ましろを助けるためとはいえ、日影にこっぴどい目に合わされた彼女は、日影が少々トラウマになっているようだ。
「おう、久しぶりだな。ましろとは仲良くしてんのか?」
「あ、ああ、してるよ。な、なにも悪いことはしてねぇからな……」
「そうかい。それならいいんだ。……あんまり警戒するなよ。別に取って食おうなんて思ってねーぞ」
「こ、怖がってねーし! アンタなんか怖くねーし!」
「チィ!」
(意訳:サキは思っていることと口に出すことが逆になる呪いを受けている。つまりこの場合、サキはお前のことをメチャクチャ怖がっている)
「お、いなずまちゃんじゃねぇか。どうしたんだ鳴き声なんか上げて。腹減ってるのか? 悪いが何も持ってねぇぞ」
「チィ」
(お前は一度サンダーマウスの言葉を勉強するべきだ)
ましろとサキは以前、ちょっとしたすれ違いから仲違いしてしまい、サキはましろをいじめていた。しかし日影や日向たちと出会い、仲直りのきっかけを掴むことができた。小学生の頃は仲良しだったという二人は、この出来事を乗り越えてさらに強い友情で結ばれるようになった。
「な、なぁ、日影……さん」
「呼びにくいなら呼び捨てでいいぞ?」
「じ、じゃあ日影。アンタ、ましろとはどういう関係なんだ?」
「どういう関係……? それはどういう意味だ?」
「ち、ちょっとサキちゃん……!」
「あ、アンタみたいな凶暴な奴とましろがくっつくのは、心配なんだよ」
「……あー、なるほどなるほど。心配すんな、ましろとはただの友達だよ」
「あ……そうなんですね……そうですよね……」
「ま、ましろ、なんでアンタがちょっとガッカリするんだよ……」
「わ、わたしなんて結局、身長小さいし、ぷにぷにだし、暗い性格だし、魅力なんて無いよね……」
「そ、そんなことないって! アタシはましろのそういうところ大好きだよ! ……日影、アンタはデリカシーが無さすぎる!」
「チィ」
(ましろの魅力が分からんとは、狂っているのかお前。胸とかすごく柔らかいんだぞ)
「お前はオレをどうしたいんだ。ましろとくっつかないでほしいんじゃなかったのか」
ともあれ、ましろとサキの仲睦まじい様子を見ることができて、日影としては満足できた。あれからちゃんと二人の仲は直っているのか、日影としては少し心配だったのだ。

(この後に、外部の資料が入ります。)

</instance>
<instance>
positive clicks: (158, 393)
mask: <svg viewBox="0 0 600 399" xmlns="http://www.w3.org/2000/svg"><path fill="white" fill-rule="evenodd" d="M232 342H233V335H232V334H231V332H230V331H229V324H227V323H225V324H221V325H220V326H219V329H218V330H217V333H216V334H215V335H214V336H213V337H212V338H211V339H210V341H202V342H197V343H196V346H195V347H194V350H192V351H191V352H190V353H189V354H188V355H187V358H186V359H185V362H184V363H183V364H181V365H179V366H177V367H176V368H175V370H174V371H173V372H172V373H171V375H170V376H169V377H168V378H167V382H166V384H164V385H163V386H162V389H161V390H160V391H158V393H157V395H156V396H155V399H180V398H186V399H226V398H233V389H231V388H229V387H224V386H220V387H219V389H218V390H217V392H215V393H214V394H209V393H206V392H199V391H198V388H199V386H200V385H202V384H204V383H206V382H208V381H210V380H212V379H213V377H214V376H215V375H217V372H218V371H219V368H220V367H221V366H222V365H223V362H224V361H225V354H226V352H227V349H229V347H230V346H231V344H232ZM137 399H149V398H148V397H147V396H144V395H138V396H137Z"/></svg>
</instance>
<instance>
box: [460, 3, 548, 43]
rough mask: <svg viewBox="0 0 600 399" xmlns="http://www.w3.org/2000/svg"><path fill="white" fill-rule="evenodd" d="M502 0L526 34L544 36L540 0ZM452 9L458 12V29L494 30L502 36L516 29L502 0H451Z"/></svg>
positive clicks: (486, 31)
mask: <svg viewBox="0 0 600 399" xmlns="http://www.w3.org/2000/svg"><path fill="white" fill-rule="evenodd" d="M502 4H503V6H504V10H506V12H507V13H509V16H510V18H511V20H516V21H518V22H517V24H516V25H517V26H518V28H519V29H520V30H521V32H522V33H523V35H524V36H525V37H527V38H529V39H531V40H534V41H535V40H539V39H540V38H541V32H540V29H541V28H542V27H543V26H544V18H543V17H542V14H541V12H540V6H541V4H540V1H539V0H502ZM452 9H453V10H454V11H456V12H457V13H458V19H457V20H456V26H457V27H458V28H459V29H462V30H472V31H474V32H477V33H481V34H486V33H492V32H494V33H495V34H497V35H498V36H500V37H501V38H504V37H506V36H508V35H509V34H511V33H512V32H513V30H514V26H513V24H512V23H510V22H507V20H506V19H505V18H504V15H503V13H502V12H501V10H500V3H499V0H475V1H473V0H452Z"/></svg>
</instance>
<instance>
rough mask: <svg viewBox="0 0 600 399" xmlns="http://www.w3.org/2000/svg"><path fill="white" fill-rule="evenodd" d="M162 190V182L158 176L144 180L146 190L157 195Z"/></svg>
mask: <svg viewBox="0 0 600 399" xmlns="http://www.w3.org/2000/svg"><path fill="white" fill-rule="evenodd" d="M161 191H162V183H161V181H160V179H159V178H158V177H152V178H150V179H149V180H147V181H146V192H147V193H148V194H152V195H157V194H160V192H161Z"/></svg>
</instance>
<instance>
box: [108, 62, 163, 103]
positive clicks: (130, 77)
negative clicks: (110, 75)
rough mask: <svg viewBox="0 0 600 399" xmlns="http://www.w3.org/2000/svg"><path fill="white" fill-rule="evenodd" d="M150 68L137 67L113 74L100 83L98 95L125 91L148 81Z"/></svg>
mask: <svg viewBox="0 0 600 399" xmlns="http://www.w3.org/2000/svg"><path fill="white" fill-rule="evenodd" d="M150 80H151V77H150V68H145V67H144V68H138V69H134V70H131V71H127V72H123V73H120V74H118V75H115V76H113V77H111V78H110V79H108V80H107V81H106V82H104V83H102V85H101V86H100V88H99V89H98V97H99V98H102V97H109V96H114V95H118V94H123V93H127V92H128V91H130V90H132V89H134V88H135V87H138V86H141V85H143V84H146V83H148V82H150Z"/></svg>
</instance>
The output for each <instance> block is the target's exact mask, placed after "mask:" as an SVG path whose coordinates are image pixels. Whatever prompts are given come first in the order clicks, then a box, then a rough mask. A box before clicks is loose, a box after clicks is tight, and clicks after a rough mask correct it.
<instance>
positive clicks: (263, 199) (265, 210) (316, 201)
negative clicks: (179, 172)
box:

……と、ここで日影は、目の前のましろとサキを見つめ始める。
低い声でうなり、なにやら考え事をしている様子だ。
「んー……」
「ひ、日影さん? どうしたんですか……? あの、そんなに見つめられると、私……」
「な、なんだよ、ガン飛ばしてるのか? け、喧嘩なんかしないぞ、アンタをケガさせたら悪いしなっ! 怖がってるワケじゃないからなっ!」
「チィ」
(サキは思っていることと言っていることが逆になる呪いを以下略)
「なぁお前ら。ハワイ旅行とか興味ねぇか?」
「「ハワイ……?」」
キョトンとした様子で、ましろとサキが首を傾げる。
日影は、この二人をハワイ旅行に誘うつもりらしい。
先ほどのマモノ対策室十字市支部でのやりとりを二人に説明する。
「……というワケなんだが、どうだ? 狭山は空自の飛行機を借り上げるらしいし、いなずまちゃんも一緒に行けると思うぞ」
「あ、アンタの上司どういう性格してるんだ……」
「そ、それよりっ! わたしは行きたい、行ってみたいです……! サキちゃんやいなずまちゃん、日影さんと一緒に旅行……!」
「あー、ましろが言うなら仕方ないなぁ……。この子、気弱そうに見えて意外と押しが強いからなぁ……」
「よっしゃ決まりだな。狭山にはオレから伝えておく。日程とかは追って連絡するぜ」
「はい……! 楽しみにしてますね……!」
「今更だけど、ウチら、とんでもない奴らと知り合っちゃったなぁ……」
こうして、ハワイ旅行に参加する人数は合わせて十三人と一匹となった。